Scaling considerations:

  • Test fixture investment justified around 100-500 units
  • Automated optical inspection (AOI) adds cost but catches defects
  • X-ray inspection needed for BGAs, adds per-board cost
  • Conformal coating adds $1-5 per board

Testing

Prototype: Manual testing, often informal.
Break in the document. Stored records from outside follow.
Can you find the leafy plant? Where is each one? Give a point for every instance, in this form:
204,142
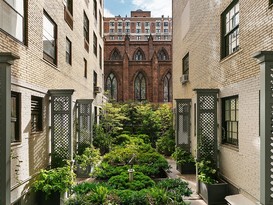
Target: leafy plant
139,182
176,188
207,171
89,157
181,156
58,179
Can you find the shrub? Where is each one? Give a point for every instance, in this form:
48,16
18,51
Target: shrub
176,188
122,182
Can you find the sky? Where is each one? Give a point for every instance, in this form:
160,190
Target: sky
124,7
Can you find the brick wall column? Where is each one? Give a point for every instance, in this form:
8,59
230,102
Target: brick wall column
266,126
6,60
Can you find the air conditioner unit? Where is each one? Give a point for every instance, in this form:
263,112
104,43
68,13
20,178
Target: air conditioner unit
97,89
184,78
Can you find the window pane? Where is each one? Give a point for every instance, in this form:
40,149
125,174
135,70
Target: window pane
11,22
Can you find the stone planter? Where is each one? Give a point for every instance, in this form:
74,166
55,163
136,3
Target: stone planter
213,193
186,168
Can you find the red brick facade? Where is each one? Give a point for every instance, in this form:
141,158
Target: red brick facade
126,68
125,38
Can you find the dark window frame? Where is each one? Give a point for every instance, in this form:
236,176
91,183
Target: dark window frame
68,51
46,56
185,64
16,117
233,32
24,16
36,114
230,125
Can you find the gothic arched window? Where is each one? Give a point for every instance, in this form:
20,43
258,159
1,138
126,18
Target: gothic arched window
167,89
115,55
111,86
139,56
140,87
162,55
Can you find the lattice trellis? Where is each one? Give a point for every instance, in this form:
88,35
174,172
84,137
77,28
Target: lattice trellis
183,123
84,123
61,126
207,123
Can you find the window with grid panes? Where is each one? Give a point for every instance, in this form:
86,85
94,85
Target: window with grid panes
49,39
185,64
230,29
13,13
15,117
36,114
230,120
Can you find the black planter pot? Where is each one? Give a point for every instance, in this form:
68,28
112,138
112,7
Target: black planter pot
213,193
52,199
186,168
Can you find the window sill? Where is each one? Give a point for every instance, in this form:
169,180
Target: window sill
231,55
230,146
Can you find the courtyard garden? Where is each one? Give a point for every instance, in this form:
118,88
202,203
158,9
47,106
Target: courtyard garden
125,164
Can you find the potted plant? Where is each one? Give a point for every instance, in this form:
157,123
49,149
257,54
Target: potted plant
211,188
185,162
52,184
86,161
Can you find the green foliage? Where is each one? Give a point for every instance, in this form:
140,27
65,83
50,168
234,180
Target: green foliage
139,182
176,188
207,171
166,144
181,156
54,180
89,157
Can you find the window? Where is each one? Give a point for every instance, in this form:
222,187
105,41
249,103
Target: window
95,11
49,39
167,88
36,114
140,87
68,12
68,52
15,117
95,44
162,55
86,27
100,57
139,55
69,5
95,80
85,68
115,55
230,113
230,29
13,13
111,86
185,64
100,23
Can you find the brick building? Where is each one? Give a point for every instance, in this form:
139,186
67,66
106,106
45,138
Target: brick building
219,88
56,85
137,57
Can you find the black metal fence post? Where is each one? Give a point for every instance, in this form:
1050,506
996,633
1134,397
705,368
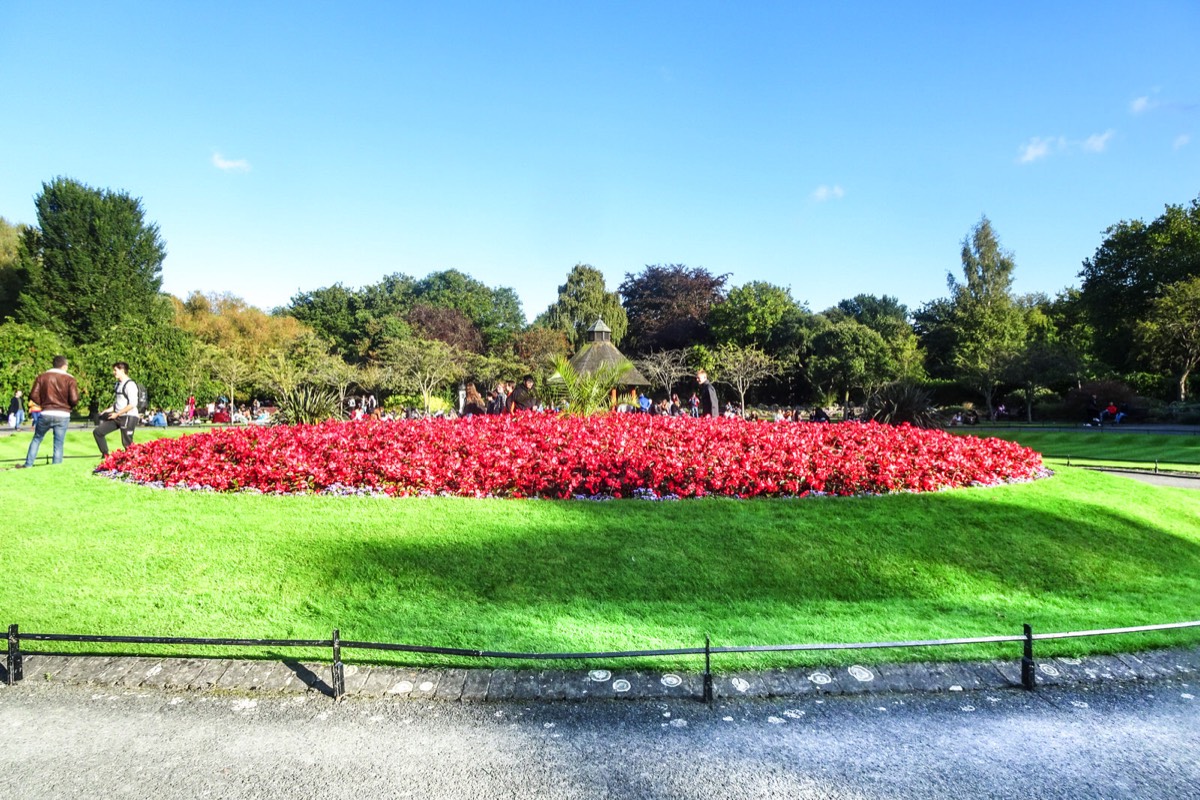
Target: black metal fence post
16,669
1029,678
339,669
708,671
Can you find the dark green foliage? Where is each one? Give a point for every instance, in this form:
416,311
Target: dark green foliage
581,301
24,354
669,306
1128,270
91,262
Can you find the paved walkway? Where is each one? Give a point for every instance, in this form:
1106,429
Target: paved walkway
498,685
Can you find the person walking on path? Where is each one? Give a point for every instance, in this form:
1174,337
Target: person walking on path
123,414
55,392
708,404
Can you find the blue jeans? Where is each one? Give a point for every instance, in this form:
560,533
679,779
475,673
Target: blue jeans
46,423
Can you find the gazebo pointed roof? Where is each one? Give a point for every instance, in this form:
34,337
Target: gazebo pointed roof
600,352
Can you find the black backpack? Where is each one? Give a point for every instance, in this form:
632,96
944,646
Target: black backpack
143,396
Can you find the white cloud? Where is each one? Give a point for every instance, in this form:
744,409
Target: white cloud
1039,148
229,166
1143,104
1035,149
1098,142
823,193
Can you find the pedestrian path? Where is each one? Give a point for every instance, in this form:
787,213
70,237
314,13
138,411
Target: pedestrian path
533,685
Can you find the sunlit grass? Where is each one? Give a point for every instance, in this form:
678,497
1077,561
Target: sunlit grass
1078,551
1105,447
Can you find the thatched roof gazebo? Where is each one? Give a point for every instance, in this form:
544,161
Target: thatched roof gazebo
598,352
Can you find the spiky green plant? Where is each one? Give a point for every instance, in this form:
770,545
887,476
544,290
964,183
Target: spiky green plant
585,394
306,404
904,401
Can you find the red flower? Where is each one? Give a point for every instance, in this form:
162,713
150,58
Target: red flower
533,455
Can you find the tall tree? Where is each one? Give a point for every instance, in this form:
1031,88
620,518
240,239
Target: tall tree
989,326
889,318
91,262
849,356
24,353
10,278
448,325
669,306
496,312
1170,334
742,367
665,368
423,366
1123,277
1047,359
753,313
581,301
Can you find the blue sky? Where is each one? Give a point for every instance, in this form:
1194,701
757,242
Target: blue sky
835,149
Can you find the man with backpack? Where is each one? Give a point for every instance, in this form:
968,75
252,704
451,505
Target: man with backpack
123,414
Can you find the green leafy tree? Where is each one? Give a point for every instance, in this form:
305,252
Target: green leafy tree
10,277
448,325
1045,359
742,367
1127,271
157,353
423,366
91,260
669,306
849,356
357,322
1170,334
496,312
1126,274
585,394
753,314
989,328
25,353
581,301
665,368
889,318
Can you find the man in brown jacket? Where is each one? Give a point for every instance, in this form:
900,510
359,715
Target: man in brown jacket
57,391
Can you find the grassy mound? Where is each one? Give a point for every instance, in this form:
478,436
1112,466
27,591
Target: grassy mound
1074,551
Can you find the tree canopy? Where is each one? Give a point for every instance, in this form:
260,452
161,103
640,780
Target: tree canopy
1125,275
91,263
669,306
581,301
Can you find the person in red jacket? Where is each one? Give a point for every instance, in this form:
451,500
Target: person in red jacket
57,392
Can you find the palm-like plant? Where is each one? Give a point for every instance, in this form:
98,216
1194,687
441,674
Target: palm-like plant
586,394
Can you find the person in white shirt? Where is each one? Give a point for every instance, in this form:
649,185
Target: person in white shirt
123,414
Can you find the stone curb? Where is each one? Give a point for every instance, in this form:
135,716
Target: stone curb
468,685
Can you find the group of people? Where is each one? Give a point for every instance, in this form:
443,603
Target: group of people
505,398
55,394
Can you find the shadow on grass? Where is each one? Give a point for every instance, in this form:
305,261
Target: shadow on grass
713,553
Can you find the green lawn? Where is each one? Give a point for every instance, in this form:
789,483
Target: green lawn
1105,447
1078,551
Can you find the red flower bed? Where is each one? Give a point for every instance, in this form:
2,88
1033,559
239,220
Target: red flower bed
545,456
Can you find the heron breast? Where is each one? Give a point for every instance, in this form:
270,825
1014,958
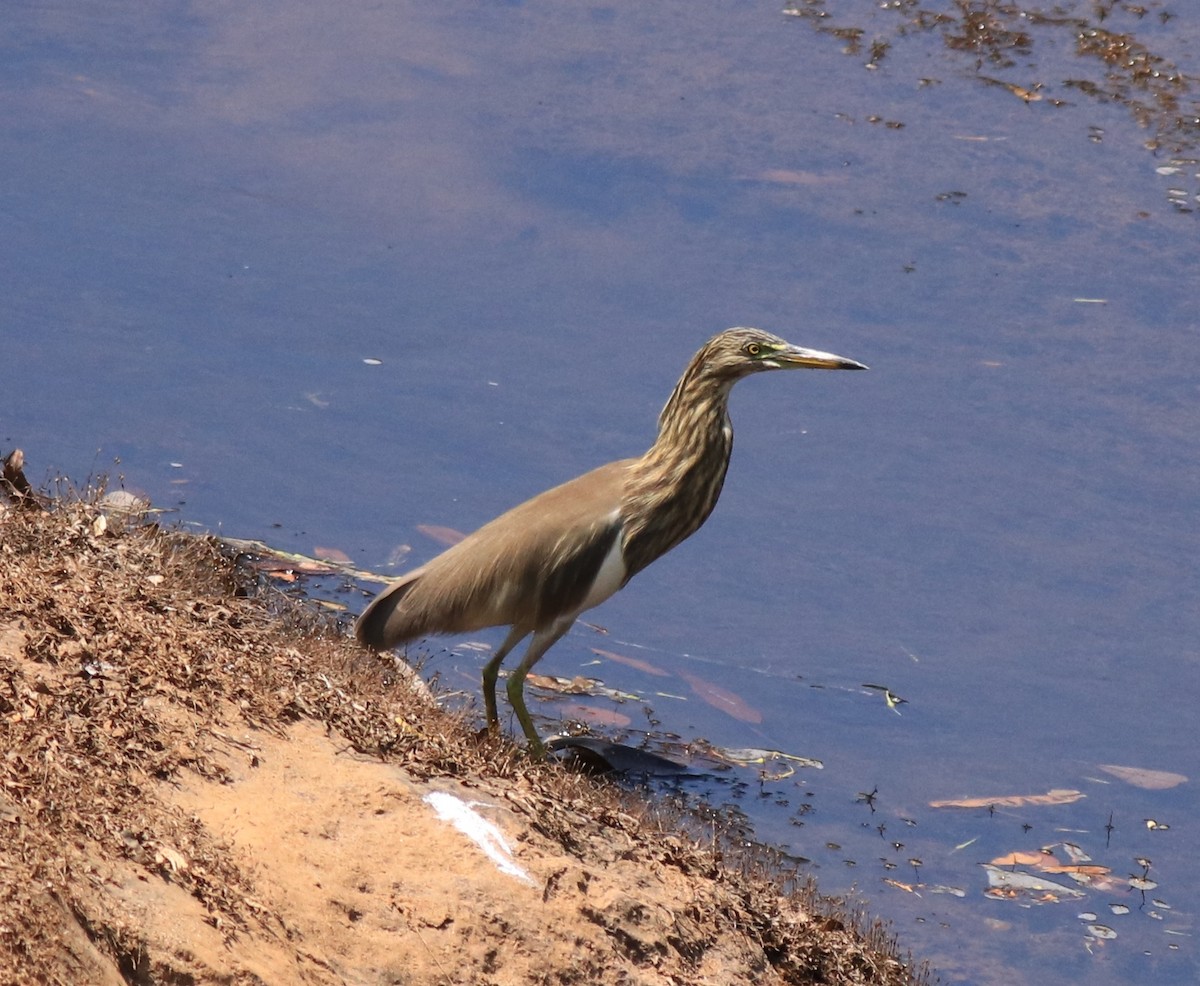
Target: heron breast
609,578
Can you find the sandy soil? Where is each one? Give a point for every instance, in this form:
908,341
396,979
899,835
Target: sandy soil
202,783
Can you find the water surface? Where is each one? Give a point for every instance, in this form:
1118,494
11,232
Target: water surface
532,217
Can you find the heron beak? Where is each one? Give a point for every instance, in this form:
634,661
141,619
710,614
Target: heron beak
796,358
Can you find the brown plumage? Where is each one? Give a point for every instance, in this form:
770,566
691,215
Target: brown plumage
545,561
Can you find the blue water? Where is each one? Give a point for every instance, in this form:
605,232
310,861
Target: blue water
533,217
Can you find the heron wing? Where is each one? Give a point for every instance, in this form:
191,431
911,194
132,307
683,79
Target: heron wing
525,569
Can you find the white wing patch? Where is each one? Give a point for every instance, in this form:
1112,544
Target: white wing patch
609,578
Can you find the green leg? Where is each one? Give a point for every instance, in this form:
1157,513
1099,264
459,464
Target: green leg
492,671
543,641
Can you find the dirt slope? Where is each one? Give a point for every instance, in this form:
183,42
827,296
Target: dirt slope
197,787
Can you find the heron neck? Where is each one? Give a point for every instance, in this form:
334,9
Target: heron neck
673,487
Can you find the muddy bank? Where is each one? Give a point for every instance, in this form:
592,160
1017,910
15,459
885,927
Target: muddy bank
202,785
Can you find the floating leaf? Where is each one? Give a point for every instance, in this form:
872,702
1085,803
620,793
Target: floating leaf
637,663
1139,776
721,698
445,536
1056,797
1013,884
1019,859
748,756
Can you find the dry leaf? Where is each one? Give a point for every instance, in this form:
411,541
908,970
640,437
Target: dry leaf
1056,797
1019,859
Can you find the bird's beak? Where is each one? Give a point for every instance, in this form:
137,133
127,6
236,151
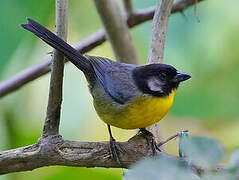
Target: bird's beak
181,76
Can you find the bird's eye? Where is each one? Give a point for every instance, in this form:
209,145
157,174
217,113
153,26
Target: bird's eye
163,75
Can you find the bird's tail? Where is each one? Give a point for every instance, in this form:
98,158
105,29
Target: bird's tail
50,38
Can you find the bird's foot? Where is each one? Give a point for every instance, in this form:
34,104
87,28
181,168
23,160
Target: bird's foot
151,140
115,150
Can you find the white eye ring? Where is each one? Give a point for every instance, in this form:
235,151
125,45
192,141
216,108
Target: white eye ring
163,75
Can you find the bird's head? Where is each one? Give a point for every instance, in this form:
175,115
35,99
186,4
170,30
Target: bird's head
158,79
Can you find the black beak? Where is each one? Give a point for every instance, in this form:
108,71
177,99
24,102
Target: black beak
181,77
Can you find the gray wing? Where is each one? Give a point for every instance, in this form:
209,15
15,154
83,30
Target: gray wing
115,78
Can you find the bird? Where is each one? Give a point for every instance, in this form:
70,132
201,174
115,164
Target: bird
125,96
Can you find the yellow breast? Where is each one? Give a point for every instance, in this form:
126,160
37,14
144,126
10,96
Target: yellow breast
141,112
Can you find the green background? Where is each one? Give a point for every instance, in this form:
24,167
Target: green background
204,45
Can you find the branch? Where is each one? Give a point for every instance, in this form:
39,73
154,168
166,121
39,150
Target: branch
51,126
128,7
117,31
156,49
53,150
143,15
85,45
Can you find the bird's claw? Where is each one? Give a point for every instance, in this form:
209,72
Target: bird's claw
150,140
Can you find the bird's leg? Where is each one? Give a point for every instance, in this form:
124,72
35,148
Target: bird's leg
151,140
114,150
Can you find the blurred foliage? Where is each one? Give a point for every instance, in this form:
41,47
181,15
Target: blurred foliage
206,105
201,152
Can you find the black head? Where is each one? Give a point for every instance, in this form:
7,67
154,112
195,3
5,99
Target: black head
158,79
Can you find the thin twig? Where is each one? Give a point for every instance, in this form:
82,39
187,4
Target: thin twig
117,31
156,47
51,126
170,138
19,80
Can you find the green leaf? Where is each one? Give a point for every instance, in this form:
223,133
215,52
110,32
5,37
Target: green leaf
160,169
233,165
202,151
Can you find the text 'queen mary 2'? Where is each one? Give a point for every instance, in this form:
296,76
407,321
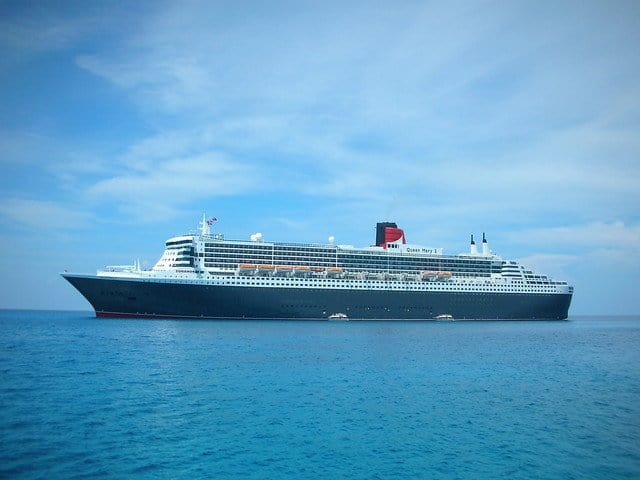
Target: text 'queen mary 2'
203,275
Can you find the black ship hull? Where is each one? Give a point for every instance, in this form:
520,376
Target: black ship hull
116,297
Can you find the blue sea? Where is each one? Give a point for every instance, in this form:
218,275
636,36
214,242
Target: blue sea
82,397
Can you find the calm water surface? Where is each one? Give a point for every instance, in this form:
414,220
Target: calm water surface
82,397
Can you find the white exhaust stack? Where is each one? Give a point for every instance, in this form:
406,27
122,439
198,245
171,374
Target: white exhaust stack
485,246
474,249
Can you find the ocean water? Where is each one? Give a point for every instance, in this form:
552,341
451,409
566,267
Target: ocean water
82,397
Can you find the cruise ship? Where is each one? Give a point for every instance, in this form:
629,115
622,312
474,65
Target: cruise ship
204,275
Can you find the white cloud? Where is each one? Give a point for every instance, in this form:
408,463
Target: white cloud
42,215
597,235
158,189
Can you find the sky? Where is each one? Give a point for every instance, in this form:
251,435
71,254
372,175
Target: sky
121,123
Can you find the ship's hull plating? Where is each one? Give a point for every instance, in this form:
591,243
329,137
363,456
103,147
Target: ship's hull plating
112,297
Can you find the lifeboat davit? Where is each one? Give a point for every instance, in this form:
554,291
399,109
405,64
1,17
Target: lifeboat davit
266,270
247,269
301,271
334,272
283,270
430,276
444,276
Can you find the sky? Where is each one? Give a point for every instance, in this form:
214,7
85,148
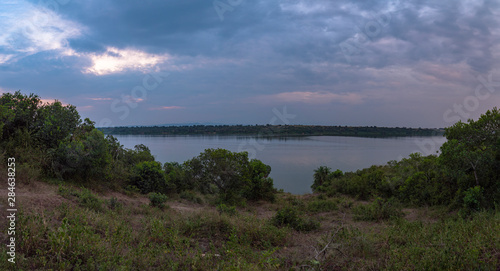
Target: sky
414,63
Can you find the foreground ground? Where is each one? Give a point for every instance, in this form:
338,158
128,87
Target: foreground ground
64,227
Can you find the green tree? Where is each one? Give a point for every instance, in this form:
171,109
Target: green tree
221,169
320,177
85,157
260,185
55,122
149,177
469,155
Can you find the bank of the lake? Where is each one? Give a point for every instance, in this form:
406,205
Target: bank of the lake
292,159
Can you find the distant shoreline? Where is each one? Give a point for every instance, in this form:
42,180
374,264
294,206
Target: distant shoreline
274,130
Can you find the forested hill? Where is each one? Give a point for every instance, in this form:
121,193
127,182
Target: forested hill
273,130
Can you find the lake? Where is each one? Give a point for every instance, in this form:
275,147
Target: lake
292,159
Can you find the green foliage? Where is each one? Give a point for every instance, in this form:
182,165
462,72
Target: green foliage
318,206
469,157
290,216
84,197
191,196
149,177
224,209
230,175
452,243
114,204
82,158
157,200
473,198
260,186
55,123
379,209
270,131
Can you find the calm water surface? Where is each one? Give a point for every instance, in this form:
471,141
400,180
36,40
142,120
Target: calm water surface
293,160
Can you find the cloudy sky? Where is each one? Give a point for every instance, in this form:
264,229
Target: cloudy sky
412,63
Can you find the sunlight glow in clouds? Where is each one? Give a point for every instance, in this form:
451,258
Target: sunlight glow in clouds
167,108
309,97
116,60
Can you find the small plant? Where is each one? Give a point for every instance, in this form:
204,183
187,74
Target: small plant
114,204
157,200
223,208
321,205
473,198
90,201
379,209
191,196
289,216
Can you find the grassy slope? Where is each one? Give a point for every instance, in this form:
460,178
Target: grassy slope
65,228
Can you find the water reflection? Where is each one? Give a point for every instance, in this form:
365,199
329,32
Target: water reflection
292,159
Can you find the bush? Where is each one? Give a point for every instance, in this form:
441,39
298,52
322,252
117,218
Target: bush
157,200
191,196
379,209
90,201
319,206
473,198
289,216
223,208
114,204
149,177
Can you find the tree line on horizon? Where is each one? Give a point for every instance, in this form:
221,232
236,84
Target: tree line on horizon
273,130
466,174
51,141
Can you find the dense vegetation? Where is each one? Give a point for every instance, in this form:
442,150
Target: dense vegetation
465,174
87,203
273,130
50,140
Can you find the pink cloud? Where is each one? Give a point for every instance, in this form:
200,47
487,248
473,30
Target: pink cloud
166,108
309,97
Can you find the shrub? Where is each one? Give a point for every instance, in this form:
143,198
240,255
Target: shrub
157,200
191,196
223,208
289,216
379,209
90,201
318,206
149,177
473,198
114,204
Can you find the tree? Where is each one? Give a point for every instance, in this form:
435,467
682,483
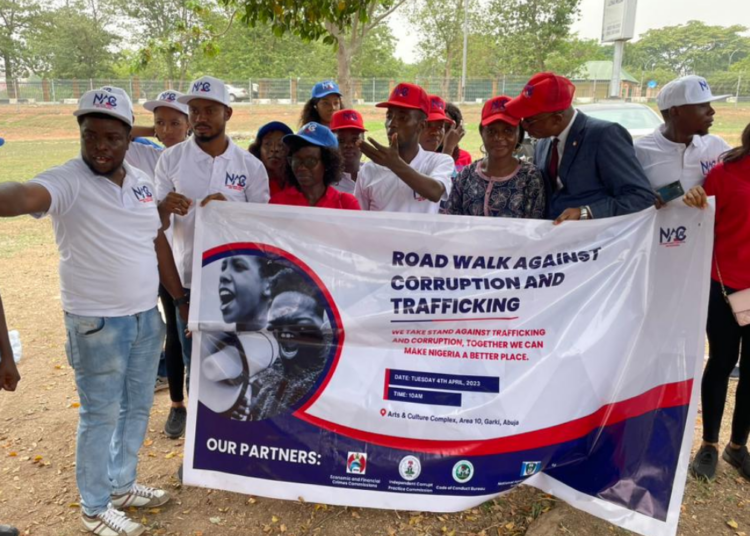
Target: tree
694,47
529,31
73,42
441,26
342,23
174,33
16,20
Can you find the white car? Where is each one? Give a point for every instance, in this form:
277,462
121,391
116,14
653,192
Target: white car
638,119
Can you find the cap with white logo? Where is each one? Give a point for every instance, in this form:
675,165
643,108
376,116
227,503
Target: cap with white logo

Production testing evolution:

VolumeTest ApproachInvestmentCoverage
<100Manual functionalLowVariable
100-500Basic fixture + manual$2-5kModerate
500-2000Automated functional$10-30kGood
>2000Full ICT + functional$30-100kHigh

Test economics:

  • Manual testing costs $5-20 per unit in labor
  • Automated testing costs $0.50-2 per unit after fixture investment
  • Break-even typically 200-500 units for basic automation
  • In-circuit test (ICT) justified at higher volumes or for complex boards

Documentation Requirements

Prototype Level

Minimal formal documentation. Design files sufficient.

Production Level

Required documentation:

  • Bill of materials with approved alternates
  • Assembly drawing with all callouts
  • Test procedure with pass/fail criteria
  • Inspection criteria and acceptance standards
  • Packaging and labeling specifications

Quality documentation (if required):

  • First article inspection report
  • Process flow diagram
  • Control plan
  • Certificate of conformance template

Regulated Products

Medical devices, automotive, and aerospace add:

  • Design history file
  • Risk analysis documentation
  • Traceability requirements
  • Supplier qualification records
  • Change control procedures

Common Scaling Problems

Component Obsolescence

A component available during prototype may be discontinued before production.

Prevention:

  • Check lifecycle status during design
  • Avoid single-source components for critical functions
  • Design in second sources from the start
  • Consider last-time-buy for end-of-life parts

Yield Issues at Volume

Problems hidden in small samples appear at scale.

Common causes:

  • Marginal designs that work sometimes
  • Process variations across production lots
  • Component tolerance stacking
  • Environmental sensitivity

Prevention:

  • Design with margin (don’t use components at their limits)
  • Pilot production validates process capability
  • Statistical analysis of pilot results
  • Design of experiments (DOE) for marginal parameters

Supplier Transitions

Moving from prototype suppliers to production suppliers introduces risk.

Transitions to manage:

  • Distributor to direct component sourcing
  • Quick-turn to standard PCB fabrication
  • Prototype to production assembly house
  • US/EU to Asian manufacturing (if applicable)

Each transition requires:

  • Qualification testing
  • First article inspection
  • Process validation
  • Documentation updates

Cost Surprises

Hidden costs at scale:

  • Minimum order quantities force excess inventory
  • Tooling and NRE not anticipated
  • Test fixture development
  • Packaging and shipping materials
  • Quality documentation and inspection
  • Yield loss and rework

Budget guidance:

  • Add 20-30% to BOM cost for hidden manufacturing costs
  • NRE typically $5-20k for first production run
  • Quality costs 5-10% of production cost

Transition Gates

StagePrerequisites
Pilot (10-100)BOM with MPNs, assembly docs, test procedure, lead times checked
Production (100-1000)FAI passed, test fixtures working, yield targets set
Volume (1000+)Second sources qualified, supply agreements, inventory strategy

Cost Trajectory Example

For a moderately complex IoT device (4-layer board, 150 components, BLE radio):

VolumePer-Unit CostSetup/NRETotal Investment
10$180$500$2,300
100$85$3,000$11,500
1000$45$8,000$53,000
10000$28$15,000$295,000

The per-unit cost drops roughly 50% at each 10x volume increase, but total investment grows significantly. Understanding this trajectory helps with pricing and funding decisions.